2,5-Furandicarboxylic acid is a furan derivative. This organic compound was first obtained by Fittig and Heinzelmann in 1876. The first review, by Henry Hill was published in 1901 (Am. Chem. Journ. 25, 439). FDCA was more than 125 years later identified by the US Department of Energy as one of 12 priority chemicals for establishing the “green” chemistry industry of the future. However, to date, no commercial process exists for its production. On the laboratory scale it is often synthesized from HMF, which in turn can be obtained from carbohydrate-containing sources such as glucose, fructose, sucrose and starch. From fructose and glucose HMF is obtained by acidic elimination of three moles of water.
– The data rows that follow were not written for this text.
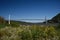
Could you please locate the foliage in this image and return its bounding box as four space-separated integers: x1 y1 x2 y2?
0 16 5 24
0 24 5 28
0 25 59 40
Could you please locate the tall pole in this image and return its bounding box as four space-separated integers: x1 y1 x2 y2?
45 16 47 24
9 14 10 24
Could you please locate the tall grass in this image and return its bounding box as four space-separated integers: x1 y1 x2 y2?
0 25 59 40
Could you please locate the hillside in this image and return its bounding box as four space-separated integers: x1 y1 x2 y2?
47 13 60 23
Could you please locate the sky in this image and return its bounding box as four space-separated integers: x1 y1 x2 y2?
0 0 60 22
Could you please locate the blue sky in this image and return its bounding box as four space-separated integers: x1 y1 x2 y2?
0 0 60 22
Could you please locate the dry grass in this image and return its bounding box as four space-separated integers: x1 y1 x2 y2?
0 25 59 40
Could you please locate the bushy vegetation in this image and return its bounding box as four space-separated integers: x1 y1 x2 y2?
0 25 59 40
0 16 5 24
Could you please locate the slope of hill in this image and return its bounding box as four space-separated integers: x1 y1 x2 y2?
47 13 60 23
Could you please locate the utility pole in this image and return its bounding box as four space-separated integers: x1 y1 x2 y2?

The derivatives of HMF are identified as potential and versatile fuel components and precursors for the production of plastics. The polyester from 2,5-furandicarboxylic acid dimethyl ester and ethylene glycol was first reported in 1946 (GB 621,971).
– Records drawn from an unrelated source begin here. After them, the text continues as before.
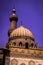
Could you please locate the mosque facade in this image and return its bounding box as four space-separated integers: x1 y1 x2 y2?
0 9 43 65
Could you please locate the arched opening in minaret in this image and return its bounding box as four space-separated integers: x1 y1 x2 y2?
25 42 28 49
19 42 22 47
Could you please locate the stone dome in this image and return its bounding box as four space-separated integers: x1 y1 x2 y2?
10 26 34 38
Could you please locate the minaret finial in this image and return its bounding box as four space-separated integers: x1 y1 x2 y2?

WO 01/72732 describes the oxidation of HMF to FDCA. The maximum FDCA yield reported is 59%, obtained at 105° C. The oxidation of HMF in an aqueous medium with oxygen using a catalyst from the Pt-group is described in U.S. Pat. No. 4,977,283. Taarning et al. described the oxidation of HMF over gold based catalysts (ChemSusChem, 1, (2008), 75-784).
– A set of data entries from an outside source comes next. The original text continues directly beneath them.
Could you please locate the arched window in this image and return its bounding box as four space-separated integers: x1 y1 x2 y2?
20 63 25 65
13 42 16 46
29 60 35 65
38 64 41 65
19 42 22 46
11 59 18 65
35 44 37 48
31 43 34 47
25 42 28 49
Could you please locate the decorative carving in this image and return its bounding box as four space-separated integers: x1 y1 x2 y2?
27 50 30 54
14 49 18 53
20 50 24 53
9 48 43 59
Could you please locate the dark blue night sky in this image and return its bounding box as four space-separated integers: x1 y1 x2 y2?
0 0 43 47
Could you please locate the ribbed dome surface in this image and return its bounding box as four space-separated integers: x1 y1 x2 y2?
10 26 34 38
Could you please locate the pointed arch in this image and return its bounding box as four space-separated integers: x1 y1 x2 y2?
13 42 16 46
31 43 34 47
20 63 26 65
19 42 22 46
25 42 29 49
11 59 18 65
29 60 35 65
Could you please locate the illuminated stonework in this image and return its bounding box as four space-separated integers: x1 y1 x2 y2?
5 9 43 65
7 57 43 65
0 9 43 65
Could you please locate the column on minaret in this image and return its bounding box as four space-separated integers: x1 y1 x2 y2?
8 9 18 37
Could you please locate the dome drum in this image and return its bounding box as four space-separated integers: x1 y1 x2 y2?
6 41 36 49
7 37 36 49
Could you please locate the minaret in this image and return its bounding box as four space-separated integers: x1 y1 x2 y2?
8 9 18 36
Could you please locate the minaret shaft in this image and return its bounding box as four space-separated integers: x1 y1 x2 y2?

Partenheimer et al describe the synthesis of furan-2,5-dicarboxylic acid by catalytic air-oxidation of 5-hydroxymethylfurfural with the metal/bromide catalyst Co/Mn/Br in Adv. Synth. Catal. 2001, 343, pp 102-11.
In WO 2007/104514, the synthesis of ethers of HMF such as 5-methoxymethylfurfural (MMF) and 5-ethoxymethylfurfural (EMF) from biomass sources is described. Given the higher stability than HMF and hence improved production pathways and given the green reputation of these ethers, they were considered by the present inventors as interesting starting point in the preparation of furan-based monomers that could be used for the production of furandicarboxylic acid-based polyesters, for instance as an alternative for PET or FDCA-based polyamids (nylons). One of the most important conventional, oil-based, polyester monomers is Purified Terephthalic Acid (PTA) and their alkyl esters such as DiMethyl Terephthalate (DMT). The di-esters are of interest in the polymerization process, as methanol is liberated as condensation product in the reaction of DMT with a diol instead of higher boiling water that is liberated in the reaction of PTA with a diol. The lower boiling point of methanol facilitates the required removal during the polycondensation step, facilitating the formation of high molecular weight polymers.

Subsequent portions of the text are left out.